(Invited) Water Stress Corrosion in Bonded Structures

Tuesday, 7 October 2014: 08:00
Expo Center, 1st Floor, Universal 9 (Moon Palace Resort)
F. Fournel, C. Martin-Cocher, D. Radisson, V. Larrey, E. Beche, C. Morales, P. A. Delean (CEA, Leti, Minatec Campus), F. Rieutord (CEA, INAC), and H. Moriceau (CEA, Leti, Minatec Campus)
Direct bonding is now a well-known technique to join two flat surfaces without any additional material. This technique is used in many application and especially in SOI (Silicon on insulator) elaboration or in some backside imager manufacturing process which is now almost a mass production process. Direct bonding mechanism study is then very important in order to clearly understand this bonding behaviour. Especially in the case of silicon or silicon dioxide hydrophilic surface, the role of water is essential. Water could lead to lots of different reactions at the bonding interface and especially the water stress corrosion could play an important role in the direct bonding mechanism.

After having reviewed the different silicon dioxide water stress corrosion in the literature [1,2], its influence in the direct bonding area will be pointed out. The direct bonding energy measurement, G, using the double cantilever (DCB) beam technique is for instance highly affected by the water stress corrosion [3, 4, 5, 6]. In addition to the direct bonding energy, this DCB technique is also very interesting to allow improvement of the direct bonding mechanism. Indeed, as the water stress corrosion only appears with siloxane bonds, it could be an interesting characterization of the classical silicon direct bonding reaction:

Si-OH+Si-OH => Si-O-Si+H2O

We will then show that siloxane bonds could appear already at room temperature and not only during the classical post bonding annealing process using for instance plasma activated bonding by changing the relative humidity of the characterization atmosphere. This water stress corrosion is also put into evidence during adhesion bonding energy and subsequent G measurement in which the hysteresis cycle which appears between these two measurements shows that specific siloxane bonds appear after the bonding wave propagation [7, 8]. Moreover, they put in evidence the effect of the atmosphere humidity in such hysteresis cycle.
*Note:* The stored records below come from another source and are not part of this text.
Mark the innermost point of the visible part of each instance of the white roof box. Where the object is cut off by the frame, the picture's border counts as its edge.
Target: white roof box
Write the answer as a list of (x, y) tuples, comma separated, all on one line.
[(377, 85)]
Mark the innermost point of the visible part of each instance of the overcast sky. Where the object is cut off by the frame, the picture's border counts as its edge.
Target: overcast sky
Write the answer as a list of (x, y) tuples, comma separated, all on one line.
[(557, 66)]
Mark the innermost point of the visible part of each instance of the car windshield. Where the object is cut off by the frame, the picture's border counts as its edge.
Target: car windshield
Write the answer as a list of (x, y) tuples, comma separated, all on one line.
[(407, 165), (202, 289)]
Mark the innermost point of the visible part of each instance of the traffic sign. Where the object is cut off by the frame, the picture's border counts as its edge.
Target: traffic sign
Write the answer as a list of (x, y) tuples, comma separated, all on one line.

In addition to this, the water stress corrosion could be used to put into evidence the remaining water at the bonded interface [9]. Indeed in specific dioxide/dioxide bonding, Ventosa et al. [10] show that the water could remain at the interface until post bonding annealing treatment of 400°C during 2 hours and we will show that this can be seen by the water stress corrosion which takes place even in anhydrous atmosphere for this bonding type. Thus, the stress corrosion study in anhydrous atmosphere can deeply participate to the elaboration of a direct bonding mechanism.

Moreover, one could think that the water stress corrosion plays an active role in the direct bonding evolution. Indeed, in other silicon dioxide processes, as CMP for instance, the water stress corrosion helps to hydrolyze the surface and to remove the polished material. The water stress corrosion might help the surface asperities to deform in order to increase the bonding area and thus the bonding energy. Furthermore, as the water stress corrosion rate depends on the temperature [11], it could also participate to the bonding energy evolution versus annealing temperature. The direct bonding mechanism could then be seen as a mechanical model of asperity deformation greatly helped by the trapped water at the bonding interface.
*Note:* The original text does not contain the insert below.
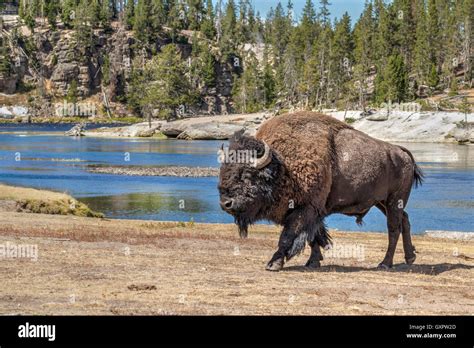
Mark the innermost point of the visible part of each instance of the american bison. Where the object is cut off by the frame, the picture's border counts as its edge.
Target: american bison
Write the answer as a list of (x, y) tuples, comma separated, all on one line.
[(308, 166)]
Besides the bonding energy evolution, we will also discuss how the water stress corrosion study of bonded structure could be very interesting for the characterization of bonded interface chemical resistance. Indeed a good relation is seen between the chemical interface resistance and the water stress corrosion sensitivity [12].

The water stress corrosion study in bonded structure and especially in silicon or silicon dioxide bonding is then very fruitful and should deserve to be extended to other type of bonding interface and materials.
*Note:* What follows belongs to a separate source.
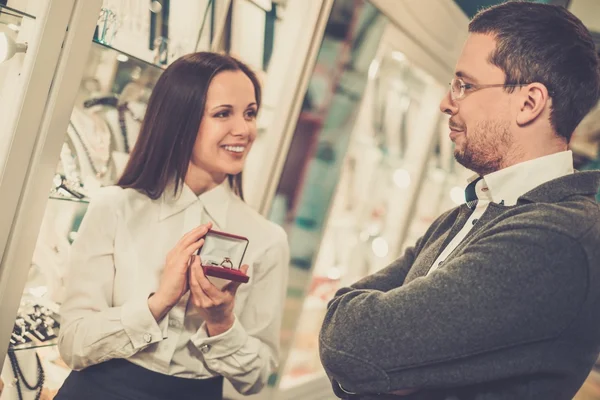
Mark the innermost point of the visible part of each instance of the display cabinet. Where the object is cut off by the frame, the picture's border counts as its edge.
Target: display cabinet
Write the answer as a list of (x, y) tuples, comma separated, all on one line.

[1] S.M. Wiederhorn, et al., J.Mater.Sci. (17) 3460 (1982).

[2] M. Ciccotti, J.Phys.D (42) 214006 (2009)

[3] O. Vallin, et al., Mat.Sci.andEng. R50 109 (2005).

[4] T. Martini, et al.,Soc. 144(1) 354 (1997).

[5] Y. Bertholet, et al., Sens.Actua.A 110 157 (2004).

[6] F. Fournel, et al., J.Apl.Phys. (111) 104907 (2012).

[7] D. S. Grierson et al., ECS Trans. 33(4) 573 (2010).

[8] D. Radisson, to be published.

[9] C. Martin-Cocher, to be published.

[10] C. Ventosa, et al., J.Appl.Phys. 104 (2008).

[11] S. N. Crichton et al., J.Am.Ceram.Soc. 82(11) 3097 (1999).

[12] T. Suni, et al., ECS Trans. (19) 70 (2003).